Last Sunday, Italy's Lamont Marcell Jacobs won the men's 100m final at the Tokyo 2020 Olympics.
It was the first time someone other than Usain Bolt has claimed the event's gold medal in 13 years, with the Jamaican legend prevailing at Beijing 2008, London 2012 and Rio 2016.
Jacobs' unexpected victory in the Japanese capital was simply remarkable and his time of 9.80 seconds wasn't bad either.
The Italian's run is the joint-fifth fastest in Olympic history, behind only Justin Gatlin, Yohan Blake and two of Bolt's historic efforts.
Bolt's Olympic record of 9.63 seconds is one that will almost certainly remain intact for decades to come and what's still hard to believe is that it's not the global icon's speediest run.
That came at the 2009 World Championships in Berlin, when the Jamaican set a new world record by covering the 100m distance in just 9.58 seconds.
It boggles the mind how a human being can run that fast and it's why Bolt is one of the greatest sporting figures in history.
A fascinating video focusing on the 'science' behind Bolt's world record 100m run goes someway to explaining how he was able to achieve the seemingly impossible.
Unsurprisingly, the brilliant footage has gone viral on social media.
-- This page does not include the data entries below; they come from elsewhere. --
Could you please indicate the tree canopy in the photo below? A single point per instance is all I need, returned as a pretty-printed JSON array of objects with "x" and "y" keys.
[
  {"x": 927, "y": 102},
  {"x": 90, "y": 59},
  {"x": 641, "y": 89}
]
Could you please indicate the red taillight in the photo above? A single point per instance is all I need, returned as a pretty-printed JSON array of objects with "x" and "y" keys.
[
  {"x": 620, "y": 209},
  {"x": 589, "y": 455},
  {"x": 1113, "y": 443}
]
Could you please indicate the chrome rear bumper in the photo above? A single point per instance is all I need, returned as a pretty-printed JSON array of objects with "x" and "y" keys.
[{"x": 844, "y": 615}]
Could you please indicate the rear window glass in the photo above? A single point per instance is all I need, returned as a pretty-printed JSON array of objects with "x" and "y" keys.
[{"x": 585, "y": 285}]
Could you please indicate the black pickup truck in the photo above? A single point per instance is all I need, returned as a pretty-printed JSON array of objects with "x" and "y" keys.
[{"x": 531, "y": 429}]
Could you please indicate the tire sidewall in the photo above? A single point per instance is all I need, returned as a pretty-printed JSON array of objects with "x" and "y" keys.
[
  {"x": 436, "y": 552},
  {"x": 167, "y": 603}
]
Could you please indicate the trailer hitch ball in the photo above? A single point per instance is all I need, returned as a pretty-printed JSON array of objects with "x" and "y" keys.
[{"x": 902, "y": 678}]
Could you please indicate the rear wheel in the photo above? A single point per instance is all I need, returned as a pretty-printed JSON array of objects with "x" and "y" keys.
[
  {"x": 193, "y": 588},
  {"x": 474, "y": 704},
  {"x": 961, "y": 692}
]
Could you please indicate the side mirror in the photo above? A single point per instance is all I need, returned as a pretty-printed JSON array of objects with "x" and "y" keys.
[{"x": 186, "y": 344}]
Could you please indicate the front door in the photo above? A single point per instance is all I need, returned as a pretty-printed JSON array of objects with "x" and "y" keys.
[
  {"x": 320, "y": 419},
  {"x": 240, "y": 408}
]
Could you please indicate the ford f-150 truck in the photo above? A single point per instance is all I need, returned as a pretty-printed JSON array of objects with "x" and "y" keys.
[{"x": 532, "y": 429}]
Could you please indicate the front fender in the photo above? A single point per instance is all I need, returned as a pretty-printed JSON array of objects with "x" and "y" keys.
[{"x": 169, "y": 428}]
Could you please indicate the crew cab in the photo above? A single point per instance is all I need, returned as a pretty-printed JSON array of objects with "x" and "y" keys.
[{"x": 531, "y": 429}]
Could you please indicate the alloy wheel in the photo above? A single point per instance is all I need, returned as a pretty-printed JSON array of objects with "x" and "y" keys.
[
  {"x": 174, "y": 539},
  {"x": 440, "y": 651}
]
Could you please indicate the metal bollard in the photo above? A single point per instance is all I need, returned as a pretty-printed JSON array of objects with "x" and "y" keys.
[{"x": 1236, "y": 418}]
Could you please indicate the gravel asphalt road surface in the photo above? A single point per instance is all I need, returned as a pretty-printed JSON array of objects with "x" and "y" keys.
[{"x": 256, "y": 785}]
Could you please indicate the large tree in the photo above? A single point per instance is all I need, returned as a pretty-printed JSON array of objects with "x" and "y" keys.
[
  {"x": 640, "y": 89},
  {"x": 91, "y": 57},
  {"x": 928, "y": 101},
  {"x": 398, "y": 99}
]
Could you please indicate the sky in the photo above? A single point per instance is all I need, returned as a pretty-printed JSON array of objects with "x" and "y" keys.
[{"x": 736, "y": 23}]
The science behind Bolt's 100m world record
The video explains how Bolt's starting position - or 'line of attack' - for the race was absolutely perfect and it allowed him to fly out the blocks and get ahead of the rest
Bolt was then able to increase his stride length and speed during the latter part of the race, before finishing in a far more fluid manner than Gay, who claimed second-place.
All in all, it's a great clip, one which helps the average person better understand how the Jamaican created history out in Berlin.
The finest sprinter of all time sadly called time on his illustrious career back in 2017 at the age of just 31.
It's a shame the great man is not still doing what he does best out on the track, as the Olympic Games just isn't the same without him.